La prostata produce e secerne un liquido che serve a stimolare la movimento degli spermatozoi. Produce circa il 15% del liquido seminale (sperma).

• Ghiandole di Cowper
Le ghiandole di Cowper sono piccole ghiandole esocrine poste alla radice del pene. Dalla capsula hanno origine dei setti che dividono ogni ghiandola in cisterne. Queste ghiandole espellono durante l'eccitazione sessuale un liquido incolore privo di spermatozoi, chiamato liquido di Cowper. fa parte della fase pre-eiaculatoria.


Fisiologia

L’obiettivo finale della funzione dell’apparato riproduttivo maschile è quello di produrre spermatozoi che siano in grado di penetrare negli ovociti per fecondarli.
Lo spermatozoo è una cellula complessa, con attività particolari come quella di muoversi nell’ambiente circostante.
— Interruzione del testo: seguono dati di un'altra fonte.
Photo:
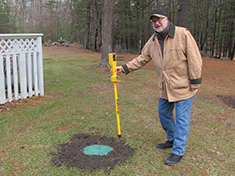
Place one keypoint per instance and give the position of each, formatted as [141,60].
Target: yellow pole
[115,79]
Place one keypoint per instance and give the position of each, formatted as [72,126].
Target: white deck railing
[21,66]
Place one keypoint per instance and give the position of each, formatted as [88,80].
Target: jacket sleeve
[194,59]
[137,62]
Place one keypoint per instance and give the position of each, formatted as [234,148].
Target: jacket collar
[171,32]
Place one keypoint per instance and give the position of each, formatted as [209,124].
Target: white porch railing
[21,66]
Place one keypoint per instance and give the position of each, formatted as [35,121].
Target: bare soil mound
[71,153]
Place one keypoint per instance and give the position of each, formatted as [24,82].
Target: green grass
[79,99]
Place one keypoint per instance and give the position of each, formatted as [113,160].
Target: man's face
[159,24]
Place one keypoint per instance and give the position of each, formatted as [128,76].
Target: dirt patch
[71,153]
[228,100]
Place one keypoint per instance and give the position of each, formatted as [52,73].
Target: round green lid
[97,150]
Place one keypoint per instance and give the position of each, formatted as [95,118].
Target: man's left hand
[194,86]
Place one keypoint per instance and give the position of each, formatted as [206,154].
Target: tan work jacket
[178,67]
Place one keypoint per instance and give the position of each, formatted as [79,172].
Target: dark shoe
[166,145]
[173,160]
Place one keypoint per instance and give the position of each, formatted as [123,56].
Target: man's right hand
[119,69]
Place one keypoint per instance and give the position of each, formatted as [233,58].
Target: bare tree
[183,13]
[107,30]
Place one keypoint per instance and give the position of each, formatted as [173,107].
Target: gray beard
[162,32]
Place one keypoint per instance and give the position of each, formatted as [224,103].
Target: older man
[178,63]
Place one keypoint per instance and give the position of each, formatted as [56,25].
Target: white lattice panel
[21,70]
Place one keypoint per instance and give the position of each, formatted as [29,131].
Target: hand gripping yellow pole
[115,79]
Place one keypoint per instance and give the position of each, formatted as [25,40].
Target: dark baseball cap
[158,13]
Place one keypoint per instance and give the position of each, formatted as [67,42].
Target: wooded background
[212,23]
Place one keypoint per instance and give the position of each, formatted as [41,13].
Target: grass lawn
[79,98]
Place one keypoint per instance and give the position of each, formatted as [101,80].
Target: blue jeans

La produzione di tali elementi cellulari richiedere precisi passaggi e una corretta regolazione da parte delle gonadotropine (ormoni che regolano la funzione delle gonadi).

La produzione dello sperma viene chiamata spermatogenesi.
Il processo di espulsione degli spermatozoi è detto eiaculazione.
Gli spermatozoi, in particolare, si sviluppano nei tubuli seminiferi. Si stima che in un mese si producano dai 10 ai 30 miliardi di spermatozoi.
Lo sviluppo di queste cellule avviene nell’epitelio germinativo (tessuto, presente nei testicoli, che produce gli spermatozoi) a partire da cellule non differenziate, definite staminali.
Gli elementi cellulari che costituiscono i vari stadi di evoluzione del gamete maschile sono denominati: spermatogonio A, spermatogonio B, spermatocita di primo ordine, spermatocita di secondo ordine, spermatide e spermatozoo.
Senza entrare nel dettaglio delle caratteristiche dei singoli elementi cellulari, si può dire che, nell’ambito di tale evoluzione, avvengono divisioni delle cellule.

Questi meccanismi hanno, come obiettivo finale, la produzione di una cellula aploide (cellula con 23 cromosomi). Durante tale evoluzione, i gameti maschili rimangono aderenti alle cellule di Sertoli (cellule dell’epitelio germinativo dei testicoli alle quali sono attaccate le cellule che evolvono dallo stadio di cellule germinali, ovvero le cellule dalle quali parte lo sviluppo degli spermatozoi, e a quello di quest’ultimi), per poi essere liberati, in uno stadio di maturazione quasi definitivo, nel lume del tubulo seminifero.
La maturazione finale avverrà durante la loro permanenza nell’epididimo.